Atinuke: You're amazing Anna Hibiscus!
Meet African storyteller Atinuke and learn all about Anna Hibiscus, who lives in Nigeria with her large family, including her twin brothers Double and Trouble. This time the two boys are permanently getting themselves into trouble and in Atinuke's You’re Amazing, Anna Hibiscus!, the final book of the series, Anna spends her time trying to prove how extraordinary she is.
Atinuke was born in Nigeria and grew up in Lagos – the third biggest city in the world! Atinuke always wanted to be an author, but it was children in the UK asking her what it was like to live in Africa that eventually got her writing books, now all her stories are set in her African homeland. Anna Hibiscus made it into Time Out New York’s 70 Best Kids’ Books of all Time for Families. This event is great for… Exploring life in Africa.

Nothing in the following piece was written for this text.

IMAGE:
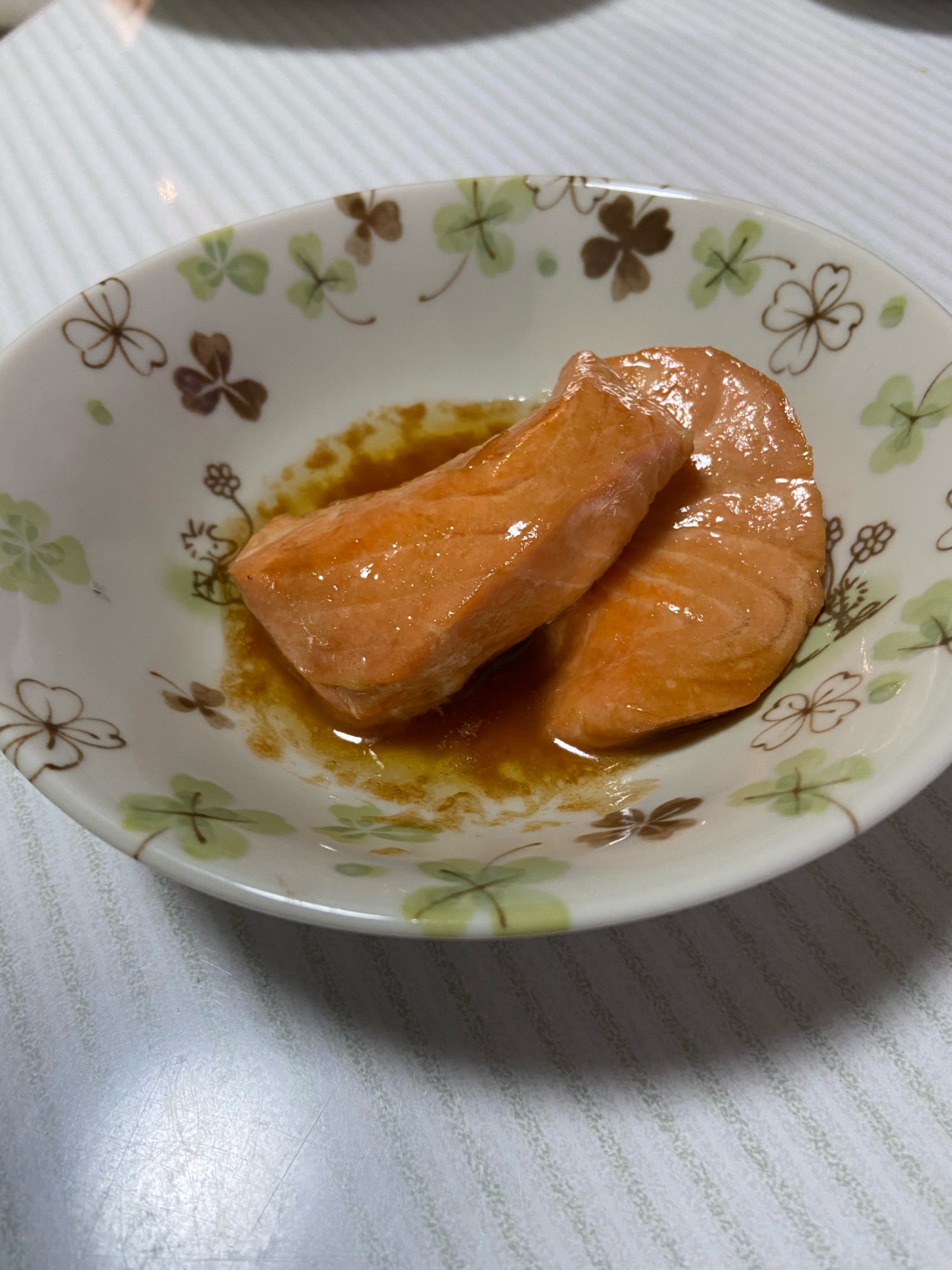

Atinuke was born in Nigeria to a Nigerian university lecturer father and an English editor mother. When she was ten she was sent to boarding school in England. This was something she wanted very much (due to reading far too much Enid Blyton).
Luckily it was only three years before her parents moved to England with her sisters and brand new baby brother and she was able to leave boarding school and embark on a new adventure with her siblings at the local comprehensive school. Her father went back to Nigeria after only a year and she joined him in the school holidays. After a gap year in Paris, she went to the University of York in the north of England to study English, French and Commonwealth Literatures. She started collecting stories and performing them all over the world, focussing on stories from Africa and the African diaspora. In 2005 an illness stopped her from travelling long enough to write the first "Anna Hibiscus" stories "Anna Hibiscus" was quickly followed by "The No.1 Car Spotter" which she wrote for (and with) her own sons. She lives in a tiny cabin on a rocky, boggy mountainside overlooking the sea. She is still collecting and telling stories writing book after book at a table in her kitchen-living room (or in her car when the noise drives me crazy) and the boys patiently listen to draft after draft.
Children must be accompanied by a parent or guardian.